Logan Paul can be something special if he really dedicates himself to training and improving, dude had a hell of a performance after only 2 days of training, imagine a year of training.


----------



## Araragi

Logan Paul was born to be a heel wrestler.


----------



## TMTT

Logan Paul is a natural heel.


----------



## Muskoka Redneck

Boo. Carmella, the hotter one, should've won.


----------



## troyag93

They’re really going to try to make Logan a Face? This will fail.


----------



## keithf40

Cringe spot here Alexa

Sent from my SM-G991U using Tapatalk


----------



## Chris22

wwetna1 said:


> Shit them and impact threw me off. MITB was on Saturday. Against All Odds ran Friday


I watched Against All Odds earlier today, it was a pretty good show.


----------



## HookedOnThuganomics

Alexa Bliss is awful, make this doll crap end


----------



## Oracle

What the hell was that?


----------



## SAMCRO

Did we really need a segment of Alexa having a conversation with a doll? what was the point of that?


----------



## CowboyKurtAngle

wwetna1 said:


> I think it’s just a raw match tbh.
> 
> And it’s so fucking weird to see WWE use impact themes. They used the impact intro for the Riddle video. Now the ticket video they used the BFG theme


Probably one of the ex TNA producers in the company. Always suspected that Abyss had some say in the Ezekiel/Elias stuff.


----------



## the_hound

Oracle said:


> What the hell was that?


it's called punting merch


----------



## Adapting

THIS FUCKING DOLL BRO


----------



## TMTT

Oracle said:


> What the hell was that?


We need that random ass video between matches.


----------



## La Parka

we the ones


----------



## wwetna1

Chris22 said:


> I watched Against All Odds earlier today, it was a pretty good show.

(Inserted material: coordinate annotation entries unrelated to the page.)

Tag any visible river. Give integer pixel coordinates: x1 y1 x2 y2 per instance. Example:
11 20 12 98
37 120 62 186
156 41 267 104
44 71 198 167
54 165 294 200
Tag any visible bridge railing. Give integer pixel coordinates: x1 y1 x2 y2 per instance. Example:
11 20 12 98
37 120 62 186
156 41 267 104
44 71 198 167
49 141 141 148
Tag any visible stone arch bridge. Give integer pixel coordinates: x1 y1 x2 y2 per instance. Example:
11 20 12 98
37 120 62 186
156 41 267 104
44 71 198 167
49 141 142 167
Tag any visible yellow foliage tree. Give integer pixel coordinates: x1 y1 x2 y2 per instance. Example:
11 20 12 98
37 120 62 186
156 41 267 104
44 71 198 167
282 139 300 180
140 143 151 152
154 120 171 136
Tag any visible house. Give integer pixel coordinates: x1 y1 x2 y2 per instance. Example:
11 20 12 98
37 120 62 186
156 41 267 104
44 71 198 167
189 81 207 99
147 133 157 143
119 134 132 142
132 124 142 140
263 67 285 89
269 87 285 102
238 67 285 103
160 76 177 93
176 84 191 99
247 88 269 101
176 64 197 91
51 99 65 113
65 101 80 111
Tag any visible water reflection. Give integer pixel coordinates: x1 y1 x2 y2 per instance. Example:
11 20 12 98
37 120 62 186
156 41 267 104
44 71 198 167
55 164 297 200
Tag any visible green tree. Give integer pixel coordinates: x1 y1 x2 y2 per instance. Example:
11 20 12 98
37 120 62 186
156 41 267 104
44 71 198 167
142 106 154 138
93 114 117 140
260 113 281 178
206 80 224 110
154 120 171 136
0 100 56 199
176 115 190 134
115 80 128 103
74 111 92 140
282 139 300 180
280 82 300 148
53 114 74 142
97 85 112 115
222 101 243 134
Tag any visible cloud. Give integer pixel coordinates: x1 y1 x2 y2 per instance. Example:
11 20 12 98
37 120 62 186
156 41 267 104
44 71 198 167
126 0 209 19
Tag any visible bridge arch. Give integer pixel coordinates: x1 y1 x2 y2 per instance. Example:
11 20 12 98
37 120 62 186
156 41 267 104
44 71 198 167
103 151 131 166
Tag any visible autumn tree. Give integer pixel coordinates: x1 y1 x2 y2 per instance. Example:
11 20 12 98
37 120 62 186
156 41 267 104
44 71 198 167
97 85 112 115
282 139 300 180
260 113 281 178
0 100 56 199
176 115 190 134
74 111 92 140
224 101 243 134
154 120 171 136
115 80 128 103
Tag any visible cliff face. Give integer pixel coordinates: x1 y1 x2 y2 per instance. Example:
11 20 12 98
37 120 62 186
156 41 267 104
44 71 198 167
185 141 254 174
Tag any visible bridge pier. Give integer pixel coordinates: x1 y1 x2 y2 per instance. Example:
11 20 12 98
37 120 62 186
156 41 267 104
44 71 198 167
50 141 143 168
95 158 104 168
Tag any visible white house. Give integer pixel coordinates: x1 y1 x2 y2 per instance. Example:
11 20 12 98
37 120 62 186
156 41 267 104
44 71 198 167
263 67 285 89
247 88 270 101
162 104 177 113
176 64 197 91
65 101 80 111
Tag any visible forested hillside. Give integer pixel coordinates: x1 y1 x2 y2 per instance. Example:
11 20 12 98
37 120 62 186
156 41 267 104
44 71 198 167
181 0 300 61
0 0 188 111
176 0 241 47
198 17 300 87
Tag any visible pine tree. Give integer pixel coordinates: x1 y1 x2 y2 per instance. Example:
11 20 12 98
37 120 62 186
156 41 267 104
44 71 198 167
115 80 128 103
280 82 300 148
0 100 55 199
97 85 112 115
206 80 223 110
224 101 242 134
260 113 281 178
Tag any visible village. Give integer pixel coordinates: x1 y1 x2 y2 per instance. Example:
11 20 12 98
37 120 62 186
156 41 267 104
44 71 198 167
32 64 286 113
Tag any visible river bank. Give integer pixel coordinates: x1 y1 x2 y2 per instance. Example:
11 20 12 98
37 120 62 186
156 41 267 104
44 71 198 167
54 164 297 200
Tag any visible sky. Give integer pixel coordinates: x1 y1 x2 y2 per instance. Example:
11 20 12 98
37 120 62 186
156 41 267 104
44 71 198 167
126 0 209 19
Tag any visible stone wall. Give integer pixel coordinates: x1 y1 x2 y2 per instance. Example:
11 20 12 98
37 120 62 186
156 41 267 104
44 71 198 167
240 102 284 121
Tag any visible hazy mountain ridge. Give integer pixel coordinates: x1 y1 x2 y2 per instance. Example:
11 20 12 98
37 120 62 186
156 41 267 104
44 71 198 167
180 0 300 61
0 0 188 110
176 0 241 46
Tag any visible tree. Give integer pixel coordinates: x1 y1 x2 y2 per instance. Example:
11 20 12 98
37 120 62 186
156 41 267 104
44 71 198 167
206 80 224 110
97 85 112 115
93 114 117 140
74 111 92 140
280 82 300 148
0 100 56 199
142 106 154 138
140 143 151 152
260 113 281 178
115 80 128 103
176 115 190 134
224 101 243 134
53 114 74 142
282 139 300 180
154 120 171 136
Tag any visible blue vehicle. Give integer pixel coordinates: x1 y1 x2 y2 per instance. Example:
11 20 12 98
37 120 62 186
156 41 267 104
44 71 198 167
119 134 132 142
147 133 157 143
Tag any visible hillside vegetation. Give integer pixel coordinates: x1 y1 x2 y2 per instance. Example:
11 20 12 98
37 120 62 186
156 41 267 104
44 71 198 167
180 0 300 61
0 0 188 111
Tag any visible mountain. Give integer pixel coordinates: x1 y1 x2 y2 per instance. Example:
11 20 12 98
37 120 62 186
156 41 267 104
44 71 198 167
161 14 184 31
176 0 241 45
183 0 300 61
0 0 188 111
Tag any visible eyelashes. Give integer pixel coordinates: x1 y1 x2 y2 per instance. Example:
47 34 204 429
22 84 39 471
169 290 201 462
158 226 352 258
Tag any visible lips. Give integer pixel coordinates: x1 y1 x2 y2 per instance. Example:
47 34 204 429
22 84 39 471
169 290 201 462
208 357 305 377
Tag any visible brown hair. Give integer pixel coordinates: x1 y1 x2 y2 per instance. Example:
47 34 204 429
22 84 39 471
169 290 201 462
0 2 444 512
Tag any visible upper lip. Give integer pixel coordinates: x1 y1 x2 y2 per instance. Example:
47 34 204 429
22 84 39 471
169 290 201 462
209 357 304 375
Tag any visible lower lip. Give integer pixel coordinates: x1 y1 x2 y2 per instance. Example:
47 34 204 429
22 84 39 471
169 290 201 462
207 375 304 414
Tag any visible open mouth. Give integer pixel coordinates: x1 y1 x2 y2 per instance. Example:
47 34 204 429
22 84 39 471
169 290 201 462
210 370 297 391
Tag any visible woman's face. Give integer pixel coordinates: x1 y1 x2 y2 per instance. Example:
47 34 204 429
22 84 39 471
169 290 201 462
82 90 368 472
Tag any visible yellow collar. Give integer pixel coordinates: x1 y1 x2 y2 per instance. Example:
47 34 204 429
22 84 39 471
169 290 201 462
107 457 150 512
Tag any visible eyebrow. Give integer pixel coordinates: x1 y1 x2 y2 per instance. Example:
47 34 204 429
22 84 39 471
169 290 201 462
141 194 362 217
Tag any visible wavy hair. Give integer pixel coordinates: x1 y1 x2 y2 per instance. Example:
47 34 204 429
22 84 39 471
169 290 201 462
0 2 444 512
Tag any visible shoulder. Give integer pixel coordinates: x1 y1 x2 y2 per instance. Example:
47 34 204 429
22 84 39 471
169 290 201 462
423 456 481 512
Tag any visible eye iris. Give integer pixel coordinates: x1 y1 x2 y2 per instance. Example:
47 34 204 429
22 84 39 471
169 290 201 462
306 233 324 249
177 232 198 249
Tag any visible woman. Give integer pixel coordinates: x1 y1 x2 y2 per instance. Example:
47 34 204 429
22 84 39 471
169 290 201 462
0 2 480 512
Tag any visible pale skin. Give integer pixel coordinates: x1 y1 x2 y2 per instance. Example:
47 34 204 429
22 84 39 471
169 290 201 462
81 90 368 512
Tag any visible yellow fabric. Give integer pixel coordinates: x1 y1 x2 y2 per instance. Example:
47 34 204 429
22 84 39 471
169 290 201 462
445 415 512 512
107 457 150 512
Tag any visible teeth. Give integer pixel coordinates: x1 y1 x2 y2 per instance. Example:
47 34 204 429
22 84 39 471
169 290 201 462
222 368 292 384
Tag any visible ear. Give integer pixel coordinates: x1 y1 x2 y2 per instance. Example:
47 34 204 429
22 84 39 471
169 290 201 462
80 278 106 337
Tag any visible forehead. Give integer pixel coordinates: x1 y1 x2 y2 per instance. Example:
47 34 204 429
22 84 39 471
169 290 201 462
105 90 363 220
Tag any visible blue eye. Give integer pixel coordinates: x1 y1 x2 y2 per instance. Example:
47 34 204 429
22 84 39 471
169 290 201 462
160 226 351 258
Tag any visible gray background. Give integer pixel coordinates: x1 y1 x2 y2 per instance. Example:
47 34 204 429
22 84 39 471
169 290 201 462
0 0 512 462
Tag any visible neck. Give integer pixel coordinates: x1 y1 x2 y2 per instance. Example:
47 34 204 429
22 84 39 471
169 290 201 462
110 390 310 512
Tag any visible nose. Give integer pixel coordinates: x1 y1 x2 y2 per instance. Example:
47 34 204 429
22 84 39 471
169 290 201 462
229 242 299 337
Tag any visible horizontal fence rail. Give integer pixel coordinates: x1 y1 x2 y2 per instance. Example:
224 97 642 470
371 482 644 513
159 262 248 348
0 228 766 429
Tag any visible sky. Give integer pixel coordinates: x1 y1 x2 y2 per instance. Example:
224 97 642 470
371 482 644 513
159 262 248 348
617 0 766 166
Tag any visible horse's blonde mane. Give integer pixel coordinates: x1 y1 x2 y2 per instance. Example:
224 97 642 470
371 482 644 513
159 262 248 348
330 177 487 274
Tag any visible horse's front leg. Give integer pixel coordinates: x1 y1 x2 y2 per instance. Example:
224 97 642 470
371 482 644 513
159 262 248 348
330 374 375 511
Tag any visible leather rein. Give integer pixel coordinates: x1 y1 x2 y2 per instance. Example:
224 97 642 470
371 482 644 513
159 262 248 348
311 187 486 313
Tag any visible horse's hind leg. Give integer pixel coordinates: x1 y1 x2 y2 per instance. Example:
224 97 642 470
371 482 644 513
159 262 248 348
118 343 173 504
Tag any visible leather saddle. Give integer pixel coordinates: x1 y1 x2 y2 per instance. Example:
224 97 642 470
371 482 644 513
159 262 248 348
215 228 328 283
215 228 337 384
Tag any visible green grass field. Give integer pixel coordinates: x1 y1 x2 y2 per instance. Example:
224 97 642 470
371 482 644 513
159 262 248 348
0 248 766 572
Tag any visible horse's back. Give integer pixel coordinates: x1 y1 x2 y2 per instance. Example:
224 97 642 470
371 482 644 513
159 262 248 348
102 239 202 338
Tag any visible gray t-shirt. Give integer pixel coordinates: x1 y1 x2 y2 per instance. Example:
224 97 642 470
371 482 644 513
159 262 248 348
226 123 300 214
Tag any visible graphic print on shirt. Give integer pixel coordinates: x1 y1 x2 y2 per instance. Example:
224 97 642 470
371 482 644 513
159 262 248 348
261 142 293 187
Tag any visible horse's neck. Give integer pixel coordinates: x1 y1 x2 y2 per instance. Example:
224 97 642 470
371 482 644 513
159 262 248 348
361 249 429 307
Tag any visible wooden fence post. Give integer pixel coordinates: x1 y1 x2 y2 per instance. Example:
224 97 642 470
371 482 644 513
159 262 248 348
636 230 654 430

Yeah Moose and Sami was good. Tasha kinda was scary since Grace dropped her on her head. But no doubt about it, impact has been killing it on ppv for the past year


----------



## SAMCRO

Love how The Usos are jobbers on tv, literally lose every match, then on ppv with the titles on the line they always win.


----------



## FriedTofu

Champions coming out first...?


----------



## Adapting

Fresh match up Usos vs Street Profits... haven't seen his 20 times already.


----------



## CowboyKurtAngle

Adapting said:


> THIS FUCKING DOLL BRO











Baby from Nirvana album cover suing WWE over getting "punted by Snitsky"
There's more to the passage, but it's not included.